O raciocínio clínico é um fator determinante da performance do médico, crucial para chegar a um diagnóstico correto e possibilitar decisões terapêuticas adequadas. Ajudar seus estudantes a desenvolver o raciocínio clínico é um desafio diário de muitos professores e, para selecionar estratégias de ensino adequadas, pode ser útil conhecer um pouco dos resultados da pesquisa sobre raciocínio clínico que vem se desenvolvendo já há algumas décadas. Este artigo traz uma síntese de achados desta pesquisa que ajudam a compreender os processos cognitivos envolvidos no raciocínio clínico, a trajetória que leva o estudante de uma condição de "iniciante" `a de "expert" e abordagens instrucionais que têm se mostrado úteis para facilitar esta trajetória. O foco do artigo é o processo diagnóstico, porque é ele que tem sido o objeto central de pesquisa. Esta pesquisa indica que não há estratégias de raciocínio específicas, próprias do médico expert, que possam ser ensinadas ao estudante. É a existência de uma larga base de conhecimentos organizados na memória em scripts de doenças de diversos formatos que explica o melhor desempenho do expert. Quanto mais numerosos, mais ricos e melhor organizados são os scripts que um médico tem na memória, mais apto ele está para fazer diagnósticos acurados. Estes scripts são formados gradualmente ao longo dos anos de formação e para desenvolvê-los o estudante deve ser exposto a uma grande diversidade de problemas clínicos, com os quais ele deve interagir de forma ativa. Abordagens instrucionais que requerem que o estudante reflita de forma sistemática sobre os problemas, analisando diferenças e similaridades entre eles, explicando mecanismos subjacentes, comparando e contrastando diagnósticos alternativos têm se mostrado úteis para ajudar a refinar scripts de doenças e são ferramentas valiosas para os professores interessados no desenvolvimento do raciocínio clínico de seus estudantes.

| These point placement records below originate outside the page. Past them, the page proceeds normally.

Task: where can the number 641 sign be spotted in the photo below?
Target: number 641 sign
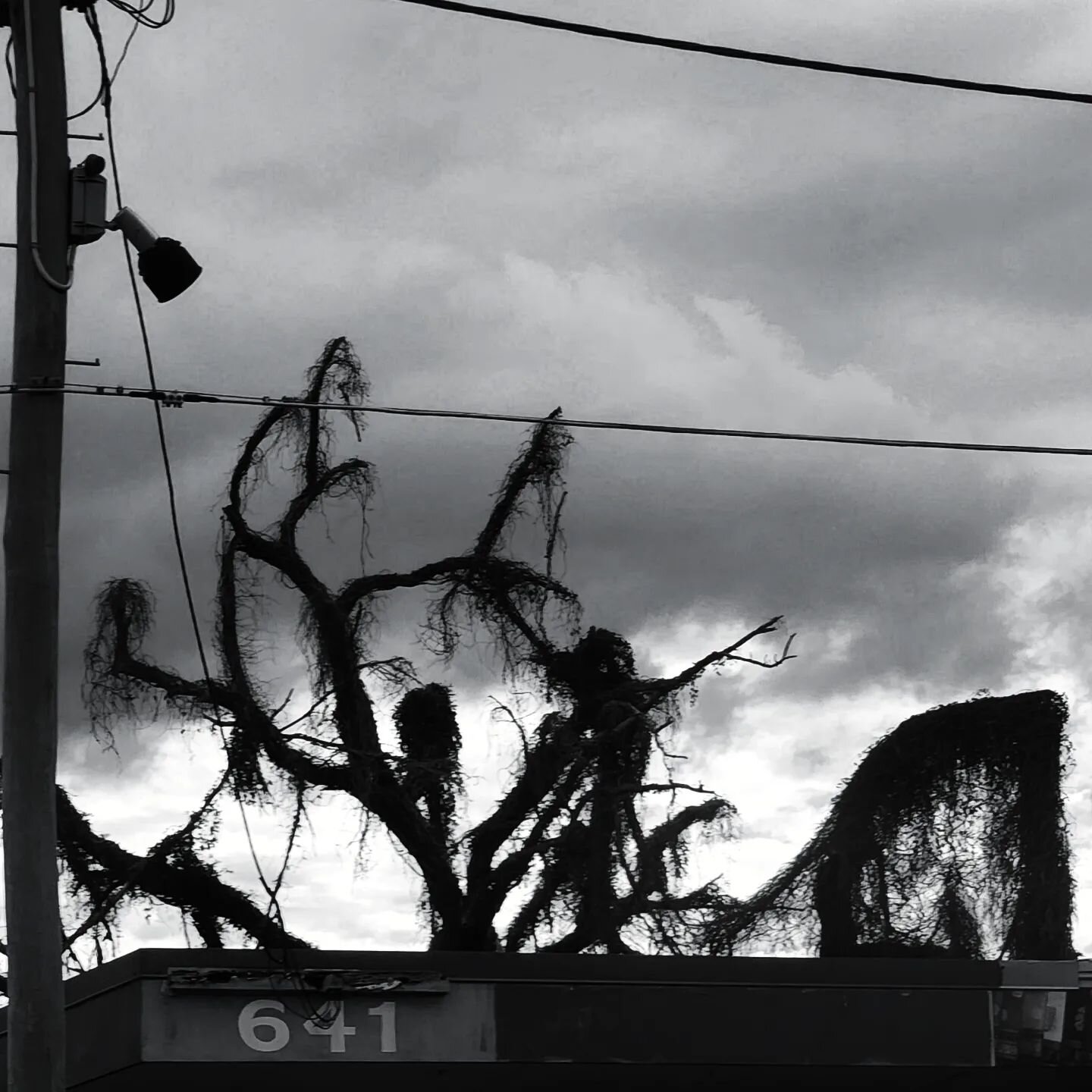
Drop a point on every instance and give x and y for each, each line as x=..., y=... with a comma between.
x=270, y=1033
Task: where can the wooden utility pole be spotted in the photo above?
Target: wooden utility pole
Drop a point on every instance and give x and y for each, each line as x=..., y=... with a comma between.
x=36, y=1010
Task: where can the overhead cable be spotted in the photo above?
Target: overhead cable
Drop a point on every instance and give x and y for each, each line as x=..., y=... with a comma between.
x=175, y=399
x=751, y=55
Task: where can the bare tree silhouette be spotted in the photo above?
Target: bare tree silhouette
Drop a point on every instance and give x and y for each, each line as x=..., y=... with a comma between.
x=570, y=827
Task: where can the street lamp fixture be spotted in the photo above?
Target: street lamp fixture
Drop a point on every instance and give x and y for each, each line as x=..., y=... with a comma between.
x=165, y=265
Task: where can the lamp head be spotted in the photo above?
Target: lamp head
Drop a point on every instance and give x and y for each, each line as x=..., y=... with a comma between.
x=165, y=265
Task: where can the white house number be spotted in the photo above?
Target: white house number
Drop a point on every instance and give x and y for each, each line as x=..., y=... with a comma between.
x=270, y=1033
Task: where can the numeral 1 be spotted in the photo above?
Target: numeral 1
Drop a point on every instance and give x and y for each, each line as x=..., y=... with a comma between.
x=388, y=1042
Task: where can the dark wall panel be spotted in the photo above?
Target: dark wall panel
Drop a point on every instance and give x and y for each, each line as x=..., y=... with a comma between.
x=742, y=1025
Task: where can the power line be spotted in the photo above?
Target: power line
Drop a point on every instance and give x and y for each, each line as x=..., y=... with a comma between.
x=174, y=399
x=751, y=55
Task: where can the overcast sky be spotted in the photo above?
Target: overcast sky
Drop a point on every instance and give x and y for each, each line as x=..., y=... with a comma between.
x=507, y=218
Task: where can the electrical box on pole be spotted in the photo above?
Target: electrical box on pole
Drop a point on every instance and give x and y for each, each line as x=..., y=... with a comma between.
x=87, y=190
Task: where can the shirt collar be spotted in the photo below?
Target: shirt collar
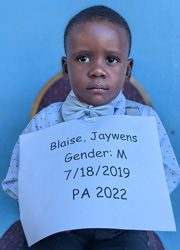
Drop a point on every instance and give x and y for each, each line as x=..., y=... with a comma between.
x=118, y=102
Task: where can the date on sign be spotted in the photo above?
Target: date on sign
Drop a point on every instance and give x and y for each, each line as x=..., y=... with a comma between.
x=101, y=192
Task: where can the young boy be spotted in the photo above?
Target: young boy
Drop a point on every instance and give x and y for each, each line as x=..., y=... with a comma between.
x=97, y=44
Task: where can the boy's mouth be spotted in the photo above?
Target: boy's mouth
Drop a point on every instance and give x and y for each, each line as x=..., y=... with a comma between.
x=97, y=87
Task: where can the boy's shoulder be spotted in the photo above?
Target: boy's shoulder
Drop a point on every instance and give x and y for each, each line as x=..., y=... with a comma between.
x=143, y=109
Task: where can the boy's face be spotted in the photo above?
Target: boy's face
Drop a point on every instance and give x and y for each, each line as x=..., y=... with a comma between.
x=97, y=62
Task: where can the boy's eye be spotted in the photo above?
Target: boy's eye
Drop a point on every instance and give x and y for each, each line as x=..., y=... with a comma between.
x=83, y=59
x=112, y=59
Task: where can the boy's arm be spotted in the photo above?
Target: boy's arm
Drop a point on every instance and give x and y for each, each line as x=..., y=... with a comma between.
x=45, y=118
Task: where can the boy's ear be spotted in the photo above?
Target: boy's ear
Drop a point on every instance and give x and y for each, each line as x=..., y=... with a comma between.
x=64, y=66
x=129, y=69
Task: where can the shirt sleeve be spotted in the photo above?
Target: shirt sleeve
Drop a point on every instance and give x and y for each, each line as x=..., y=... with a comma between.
x=171, y=167
x=45, y=118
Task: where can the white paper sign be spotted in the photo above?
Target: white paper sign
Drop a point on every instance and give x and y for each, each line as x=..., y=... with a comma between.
x=103, y=172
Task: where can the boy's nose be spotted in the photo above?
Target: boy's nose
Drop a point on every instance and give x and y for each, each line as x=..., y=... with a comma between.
x=97, y=71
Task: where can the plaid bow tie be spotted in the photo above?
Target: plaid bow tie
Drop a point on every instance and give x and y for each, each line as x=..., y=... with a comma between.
x=73, y=109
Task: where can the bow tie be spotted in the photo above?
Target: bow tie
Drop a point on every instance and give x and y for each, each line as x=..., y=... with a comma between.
x=73, y=109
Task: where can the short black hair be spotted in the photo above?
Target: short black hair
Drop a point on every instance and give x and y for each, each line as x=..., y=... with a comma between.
x=98, y=13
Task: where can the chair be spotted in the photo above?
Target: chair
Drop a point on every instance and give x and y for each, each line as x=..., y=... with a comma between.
x=14, y=238
x=55, y=90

Clinical reasoning is a crucial determinant of physicians' performance. It is key to arrive at a correct diagnosis, which substantially increases the chance of appropriate therapeutic decisions. Clinical teachers face the daily challenge of helping their students to develop clinical reasoning. To select appropriate teaching strategies, it may be useful to become acquainted with the results of the research on clinical reasoning that has been conducted over the last decades. This article synthesizes the findings of this research that help in particular to understand the cognitive processes involved in clinical reasoning, the trajectory that leads the student from novice to expert, and instructional approaches that have been shown to be useful to facilitating this trajectory. The focus of the article is the diagnostic process, because it is about it that most research has been conducted. This research indicates that there is not a particular reasoning strategy that is specific to expert physicians and could be taught to students. It is the availability of a large knowledge base organized in memory in illness scripts of different formats that explains the expert's better performance. The more, the richer, and the more well-structured are the illness scripts a physician has stored in memory, the more he/she would be able to make accurate diagnoses. These scripts are formed gradually over the years of education. To help develop them, students should be exposed to a wide variety of clinical problems, with which they must interact actively. Instructional approaches that require students to systematically reflect on problems, analyzing differences and similarities between them, explaining underlying mechanisms, comparing and contrasting alternative diagnoses, have proved useful to help refine disease scripts. These approaches are valuable tools for teachers concerned with the development of their students clinical reasoning.